例えば、数字を2倍にする関数を作る場合、通常はこう書きます。
def double(x):
return x * 2
ラムダ式を使えば、次のように短く書けます。
lambda x: x * 2
この「lambda x: x * 2」は、「xを受け取ってx×2を返す」という関数です。とてもシンプルですね。
2. filter関数とは?
filter関数は、「条件に合うデータだけを残す」ための関数です。イメージとしては「ふるいにかけて不要なデータを取り除く」感じです。
構文は以下のようになります。
filter(条件を判定する関数, 対象のデータ)
このとき、条件を判定する関数にはラムダ式を使うと非常に便利です。
3. ラムダ式とfilter関数を組み合わせた例
それでは具体例を見てみましょう。例えば、あるクラスのテストの点数リストから、60点以上の合格者だけを抽出したいとします。
scores = [55, 70, 42, 90, 68, 100, 35]
# filter関数とラムダ式で合格者を抽出
passed_scores = list(filter(lambda x: x >= 60, scores))
print(passed_scores)
実行結果は以下の通りです。
[70, 90, 68, 100]
このコードでは、「lambda x: x >= 60」という条件を使って、60点以上だけを残しています。filter関数は「条件に合うものだけを返す」ので、このように合格者だけのリストができあがります。
4. 別の例:偶数だけを抽出
次は、数のリストから偶数だけを取り出す例です。
numbers = [1, 2, 3, 4, 5, 6, 7, 8, 9, 10]
# 偶数だけ抽出
even_numbers = list(filter(lambda x: x % 2 == 0, numbers))
print(even_numbers)
実行結果は以下の通りです。
[2, 4, 6, 8, 10]
偶数かどうかは「x % 2 == 0」で判定します。これは「xを2で割った余りが0なら偶数」という意味です。
5. filter関数とリスト内包表記の違い
Pythonでは、filter関数を使わなくてもリスト内包表記という方法で同じことができます。
例えば、先ほどの偶数抽出は次のようにも書けます。
even_numbers = [x for x in numbers if x % 2 == 0]

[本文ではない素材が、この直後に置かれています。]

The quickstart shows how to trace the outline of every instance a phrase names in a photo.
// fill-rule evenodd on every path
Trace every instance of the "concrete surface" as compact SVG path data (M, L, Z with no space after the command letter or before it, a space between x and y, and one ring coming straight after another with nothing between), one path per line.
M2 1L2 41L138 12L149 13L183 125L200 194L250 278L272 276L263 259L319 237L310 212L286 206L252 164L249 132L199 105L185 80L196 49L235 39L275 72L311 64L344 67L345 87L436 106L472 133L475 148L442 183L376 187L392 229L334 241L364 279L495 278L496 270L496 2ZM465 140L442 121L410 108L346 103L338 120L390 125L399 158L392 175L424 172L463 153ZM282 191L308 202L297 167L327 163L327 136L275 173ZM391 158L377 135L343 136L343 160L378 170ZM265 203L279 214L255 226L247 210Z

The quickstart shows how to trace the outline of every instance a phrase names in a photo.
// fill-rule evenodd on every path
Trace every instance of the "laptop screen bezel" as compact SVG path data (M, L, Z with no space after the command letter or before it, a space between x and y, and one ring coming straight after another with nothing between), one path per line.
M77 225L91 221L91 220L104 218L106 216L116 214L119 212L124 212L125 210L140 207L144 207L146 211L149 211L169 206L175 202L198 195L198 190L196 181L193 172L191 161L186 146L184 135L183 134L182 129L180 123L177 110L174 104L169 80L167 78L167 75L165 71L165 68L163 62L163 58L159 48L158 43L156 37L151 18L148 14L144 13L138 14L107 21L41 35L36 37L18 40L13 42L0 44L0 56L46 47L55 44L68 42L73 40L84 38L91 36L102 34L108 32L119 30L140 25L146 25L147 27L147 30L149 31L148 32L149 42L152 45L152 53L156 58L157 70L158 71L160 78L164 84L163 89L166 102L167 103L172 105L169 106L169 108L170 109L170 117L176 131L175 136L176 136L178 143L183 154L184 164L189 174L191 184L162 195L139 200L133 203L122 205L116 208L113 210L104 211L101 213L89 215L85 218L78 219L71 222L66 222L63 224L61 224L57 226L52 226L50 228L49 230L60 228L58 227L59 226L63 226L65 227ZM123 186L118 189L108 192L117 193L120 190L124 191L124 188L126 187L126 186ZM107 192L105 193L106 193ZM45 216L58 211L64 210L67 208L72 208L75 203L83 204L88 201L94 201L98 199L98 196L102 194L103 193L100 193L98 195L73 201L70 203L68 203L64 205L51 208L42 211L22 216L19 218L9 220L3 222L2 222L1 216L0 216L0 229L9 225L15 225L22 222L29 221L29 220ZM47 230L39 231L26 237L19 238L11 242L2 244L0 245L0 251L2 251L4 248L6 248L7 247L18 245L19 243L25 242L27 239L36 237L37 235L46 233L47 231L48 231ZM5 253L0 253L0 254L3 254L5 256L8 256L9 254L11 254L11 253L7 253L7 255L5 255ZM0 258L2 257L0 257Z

filter関数とラムダ式の組み合わせは、特にシンプルな条件で使うとコードが短くなって読みやすくなります。
6. まとめではないけれど注意点
filter関数を使うときの注意点は、結果が「イテレータ」という形式で返ってくることです。これは、そのままではリストのように中身が見えない形式です。そのため、上の例ではlist()で囲んでリストに変換しています。
また、ラムダ式は短く書ける反面、処理が長く複雑になる場合は通常のdef関数を使ったほうが読みやすくなります。